Department of Molecular Biology and Biochemistry, University of Malaga (UMA), 29010 Malaga, Spain.
CIBER de Enfermedades Raras, ISCIII, Madrid, Spain and Department of Molecular Biology and Biochemistry, University of Malaga (UMA), 29010 Malaga, Spain.
Brief Bioinform. 2019 Sep 27;20(5):1639-1654. doi: 10.1093/bib/bby039.
Variants within non-coding genomic regions can greatly affect disease. In recent years, increasing focus has been given to these variants, and how they can alter regulatory elements, such as enhancers, transcription factor binding sites and DNA methylation regions. Such variants can be considered regulatory variants. Concurrently, much effort has been put into establishing international consortia to undertake large projects aimed at discovering regulatory elements in different tissues, cell lines and organisms, and probing the effects of genetic variants on regulation by measuring gene expression. Here, we describe methods and techniques for discovering disease-associated non-coding variants using sequencing technologies. We then explain the computational procedures that can be used for annotating these variants using the information from the aforementioned projects, and prediction of their putative effects, including potential pathogenicity, based on rule-based and machine learning approaches. We provide the details of techniques to validate these predictions, by mapping chromatin-chromatin and chromatin-protein interactions, and introduce Clustered Regularly Interspaced Short Palindromic Repeats-Associated Protein 9 (CRISPR-Cas9) technology, which has already been used in this field and is likely to have a big impact on its future evolution. We also give examples of regulatory variants associated with multiple complex diseases. This review is aimed at bioinformaticians interested in the characterization of regulatory variants, molecular biologists and geneticists interested in understanding more about the nature and potential role of such variants from a functional point of views, and clinicians who may wish to learn about variants in non-coding genomic regions associated with a given disease and find out what to do next to uncover how they impact on the underlying mechanisms.

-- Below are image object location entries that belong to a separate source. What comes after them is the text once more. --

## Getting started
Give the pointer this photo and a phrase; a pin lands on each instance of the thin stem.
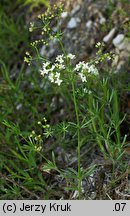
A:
(78, 134)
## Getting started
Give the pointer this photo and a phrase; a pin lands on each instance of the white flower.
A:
(58, 81)
(87, 91)
(83, 77)
(52, 68)
(79, 66)
(71, 56)
(60, 59)
(60, 66)
(93, 70)
(57, 75)
(51, 77)
(44, 71)
(98, 44)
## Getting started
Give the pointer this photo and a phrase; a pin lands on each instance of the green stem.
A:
(78, 134)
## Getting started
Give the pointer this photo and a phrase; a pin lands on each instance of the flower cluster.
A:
(82, 68)
(54, 71)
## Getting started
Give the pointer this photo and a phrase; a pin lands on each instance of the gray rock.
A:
(109, 36)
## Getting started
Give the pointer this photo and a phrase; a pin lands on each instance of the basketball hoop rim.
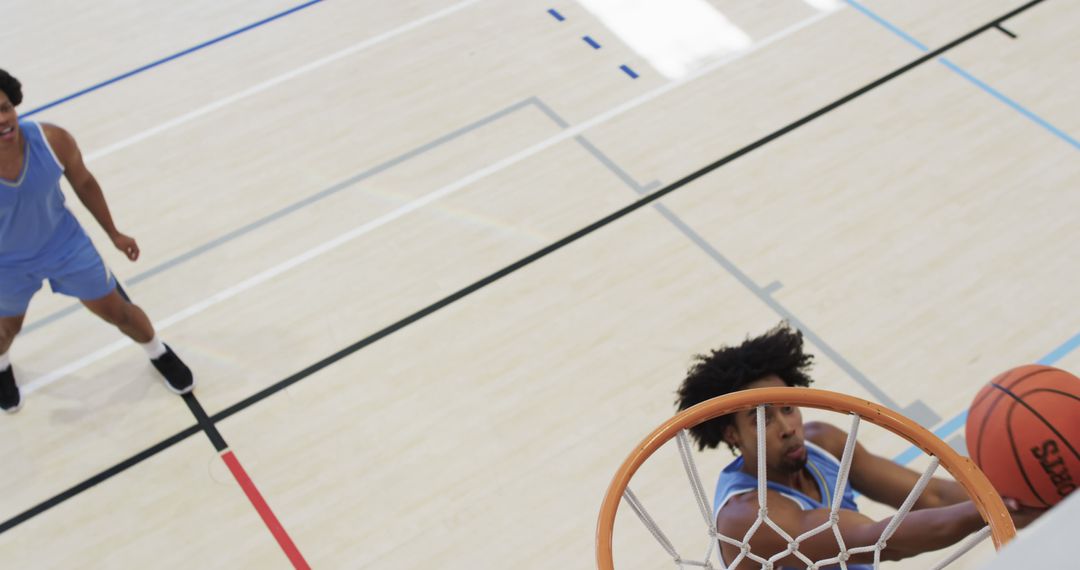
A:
(980, 489)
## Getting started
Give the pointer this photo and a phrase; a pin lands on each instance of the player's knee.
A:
(117, 316)
(9, 329)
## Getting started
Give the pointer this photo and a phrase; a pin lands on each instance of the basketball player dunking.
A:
(41, 240)
(802, 466)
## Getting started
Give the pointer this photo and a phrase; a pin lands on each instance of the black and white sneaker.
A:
(177, 375)
(11, 401)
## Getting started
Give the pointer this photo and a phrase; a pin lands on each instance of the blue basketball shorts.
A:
(78, 271)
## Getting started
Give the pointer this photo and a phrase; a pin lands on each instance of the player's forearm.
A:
(931, 529)
(91, 195)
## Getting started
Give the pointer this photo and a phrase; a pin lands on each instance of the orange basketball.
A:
(1024, 432)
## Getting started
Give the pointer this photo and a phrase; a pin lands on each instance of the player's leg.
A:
(84, 276)
(16, 288)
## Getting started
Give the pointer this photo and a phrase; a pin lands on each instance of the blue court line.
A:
(979, 83)
(170, 58)
(948, 428)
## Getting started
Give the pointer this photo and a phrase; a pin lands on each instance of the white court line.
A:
(38, 383)
(278, 80)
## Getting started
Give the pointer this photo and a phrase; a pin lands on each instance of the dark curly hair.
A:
(730, 368)
(11, 87)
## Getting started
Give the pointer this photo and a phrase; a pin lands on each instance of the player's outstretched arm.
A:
(86, 188)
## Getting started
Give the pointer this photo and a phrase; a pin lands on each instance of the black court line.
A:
(204, 423)
(507, 271)
(1003, 30)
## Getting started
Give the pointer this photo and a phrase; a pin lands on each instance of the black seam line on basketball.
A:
(1037, 415)
(525, 261)
(609, 218)
(1020, 462)
(100, 477)
(977, 452)
(204, 422)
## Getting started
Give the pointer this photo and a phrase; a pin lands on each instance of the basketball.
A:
(1024, 431)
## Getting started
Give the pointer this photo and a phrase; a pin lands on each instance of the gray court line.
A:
(305, 203)
(763, 293)
(772, 287)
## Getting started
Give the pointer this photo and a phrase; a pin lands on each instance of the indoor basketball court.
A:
(440, 266)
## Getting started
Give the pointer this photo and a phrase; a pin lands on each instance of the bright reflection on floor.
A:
(676, 37)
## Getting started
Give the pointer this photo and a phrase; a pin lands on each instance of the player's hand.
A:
(126, 244)
(1022, 515)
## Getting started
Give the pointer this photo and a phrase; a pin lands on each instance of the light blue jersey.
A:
(823, 466)
(40, 240)
(35, 225)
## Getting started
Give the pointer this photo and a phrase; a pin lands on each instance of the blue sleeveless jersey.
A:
(825, 470)
(35, 225)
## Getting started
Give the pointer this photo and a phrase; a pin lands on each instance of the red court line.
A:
(264, 510)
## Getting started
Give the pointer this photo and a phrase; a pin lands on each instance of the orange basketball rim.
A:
(985, 498)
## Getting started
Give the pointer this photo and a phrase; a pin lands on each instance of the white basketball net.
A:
(844, 553)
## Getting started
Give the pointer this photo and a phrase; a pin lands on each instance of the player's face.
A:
(785, 451)
(9, 120)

非编码基因组区域内的变体可以极大地影响疾病。近年来,人们越来越关注这些变体,以及它们如何改变调节元件,如增强子、转录因子结合位点和 DNA 甲基化区域。这些变体可以被认为是调节变体。同时,人们也付出了很大的努力来建立国际联盟,承担旨在发现不同组织、细胞系和生物体中的调节元件的大型项目,并通过测量基因表达来探测遗传变异对调节的影响。在这里,我们描述了使用测序技术发现与疾病相关的非编码变体的方法和技术。然后,我们解释了可以用于注释这些变体的计算程序,这些变体可以利用上述项目的信息来注释,并且可以根据基于规则和机器学习的方法预测其潜在的效应,包括潜在的致病性。我们提供了通过绘制染色质-染色质和染色质-蛋白质相互作用来验证这些预测的技术细节,并介绍了已经在该领域使用的 CRISPR-Cas9 技术,该技术可能对其未来的发展产生重大影响。我们还提供了与多种复杂疾病相关的调节变体的例子。这篇综述旨在为对调节变体进行特征描述的生物信息学家、对从功能角度理解这些变体的性质和潜在作用感兴趣的分子生物学家和遗传学家,以及可能希望了解与特定疾病相关的非编码基因组区域中的变异体并了解下一步该做什么以揭示它们如何影响潜在机制的临床医生提供参考。